El hombre de la cabina
Cacho tenía
hambre. La debilidad extrema lo obligaba a apoyarse en las paredes, tanto, como
para sentirse respaldado al aspirar la bocanada de aire, esa que lo salvara un
segundo más del desmayo.
“Son
tiempos de crisis”, escuchó decir al
tipo que lo tomó del brazo y lo arrastró hasta el bar. Cacho no alcanzaba a
reconocerlo, su mundo, convertido en tinieblas no le concedía fácil la
comprensión. Tomó conciencia de apoco, sintió temor por aquel sándwich de
mortadela apresado en sus manos. “¿Cómo vino
a parar aquí?”, se preguntó.
Ignorante
de sus aprensiones, José, el extraño, gestualmente lo invitó a comerlo, mientras
teorizaba, grandilocuente, un texto que tenía algo de ensayo, y mucho de
melodrama: La gente muta – decía- . Sobre todo, el fenómeno se vuelve evidente
en aquellas calles sumamente estrechas flanqueadas por construcciones muy
añejas. Los rayos de sol parecen estrangularse antes de llegar con su energía a
las veredas.
Cacho tragó
el último pedazo de pan y fiambre, lo afianzó con una tragantada de café con
leche. José, le indicó al mozo que repitiera la ración, y con el pulgar y el índice
en forma de “u” invertida, agregó al pedido un café. Sin respirar prosiguió con
su monólogo: Por las veredas
transitan hombres protegidos en conos de
sombras, como vos Cacho, logrando
ocultarse de los otros, esos que
atravesamos habitualmente la zona sin pertenecer todavía a ella, los que
ocupados por nuestros respectivos trabajos o ocupados buscándolos, nunca nos
detenemos, y aunque lo hiciéramos, no nos daríamos cuenta de presencias como la
tuya, casi invisibles. Hay que tener un buen olfato, como el mío, decidido a
llenarse de aromas agrios, fétidos, rancios, pestilentes, putrefactos, como el
que ustedes despiden. En fin, son todos actos de descomposición con el signo
inequívoco de la presencia cercana de la muerte.

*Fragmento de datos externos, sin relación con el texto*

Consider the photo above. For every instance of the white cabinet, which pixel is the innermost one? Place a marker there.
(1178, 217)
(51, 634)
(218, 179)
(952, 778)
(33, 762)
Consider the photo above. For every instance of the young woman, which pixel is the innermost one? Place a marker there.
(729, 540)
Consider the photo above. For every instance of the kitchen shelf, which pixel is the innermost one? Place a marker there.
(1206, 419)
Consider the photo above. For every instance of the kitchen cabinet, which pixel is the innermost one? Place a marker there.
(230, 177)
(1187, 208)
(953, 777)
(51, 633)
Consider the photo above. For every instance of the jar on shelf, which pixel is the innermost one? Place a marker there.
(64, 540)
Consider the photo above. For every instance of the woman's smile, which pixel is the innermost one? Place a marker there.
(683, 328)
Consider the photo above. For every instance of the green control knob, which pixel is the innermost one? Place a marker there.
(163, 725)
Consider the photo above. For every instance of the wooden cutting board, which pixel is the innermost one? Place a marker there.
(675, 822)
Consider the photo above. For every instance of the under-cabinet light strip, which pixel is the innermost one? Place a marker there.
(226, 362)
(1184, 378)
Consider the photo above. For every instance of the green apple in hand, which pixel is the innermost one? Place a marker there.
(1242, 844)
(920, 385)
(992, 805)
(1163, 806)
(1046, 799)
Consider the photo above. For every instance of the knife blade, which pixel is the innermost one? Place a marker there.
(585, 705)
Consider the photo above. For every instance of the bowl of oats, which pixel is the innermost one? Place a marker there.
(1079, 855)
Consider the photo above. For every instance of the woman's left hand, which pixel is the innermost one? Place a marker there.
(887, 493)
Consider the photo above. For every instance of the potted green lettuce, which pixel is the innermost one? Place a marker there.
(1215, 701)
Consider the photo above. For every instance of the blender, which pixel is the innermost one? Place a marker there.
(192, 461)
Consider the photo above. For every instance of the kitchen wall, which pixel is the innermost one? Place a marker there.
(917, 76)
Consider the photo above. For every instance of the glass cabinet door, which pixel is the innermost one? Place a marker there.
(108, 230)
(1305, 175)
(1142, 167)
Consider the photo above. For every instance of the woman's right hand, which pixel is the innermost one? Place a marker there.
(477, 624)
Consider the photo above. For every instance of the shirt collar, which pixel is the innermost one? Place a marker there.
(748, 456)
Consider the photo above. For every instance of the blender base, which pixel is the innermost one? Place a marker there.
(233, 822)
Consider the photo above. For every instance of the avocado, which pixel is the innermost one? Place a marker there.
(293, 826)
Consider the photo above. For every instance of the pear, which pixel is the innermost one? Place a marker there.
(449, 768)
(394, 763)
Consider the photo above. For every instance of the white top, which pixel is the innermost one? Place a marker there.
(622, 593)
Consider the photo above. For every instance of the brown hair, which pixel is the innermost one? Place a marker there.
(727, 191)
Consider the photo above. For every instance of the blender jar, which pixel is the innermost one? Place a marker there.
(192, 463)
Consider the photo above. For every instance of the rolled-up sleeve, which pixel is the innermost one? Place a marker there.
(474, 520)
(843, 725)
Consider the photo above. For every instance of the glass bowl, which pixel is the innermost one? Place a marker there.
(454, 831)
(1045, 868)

La palabra muerte en los labios
de José, sacudieron a Cacho. Los presentes, advirtieron, sobre el zigzagueo del
segundo sándwich de mortadela, la conmoción. Abrió los ojos y trató de
articular alguna palabra para probarse vivo. La falta de fuerzas se lo impidió.
Dejó en el audio un balbuceo, apenas un murmullo. José encogió los hombros, y
continuó con suficiencia la disertación:
En estos barrios por lo general conviven los marginados, como vos, con los
límites que les imponen las vidrieras. Ustedes fueron dejando de reconocerse en su hechura
humana, soportando la indiferencia nuestra, recogidos en umbrales, disimulando
su presencia en el hueco que les ofrece un cartón corrugado. Enamorado de
sus palabras, José las atesoró, intentando medir el impacto en la semi-conciencia
de Cacho, pero aquel se conectaba de apoco con sus sonidos, sin importarle
todavía, la trascendencia de su contenido. Fue entonces que arremetió: Cuando cesan los ruidos del tránsito y se
apaga el bullicio del ajetreo urbano, un oído agudo como el mío, percibe esa
música extraña que denuncia la proximidad de tripas vacías. De lo único que al
final no los podemos excluir es del hambre, ¿me entendés?, que casi como la
amiga inseparable, te acompaña en ese cuerpo fantasmal. Orgulloso de su
oratoria, José respiró hondo, al mojar los labios en el café, advirtió que su
compañero de mesa sonreía y dejaba chorrear sobre su barba una línea de saliva.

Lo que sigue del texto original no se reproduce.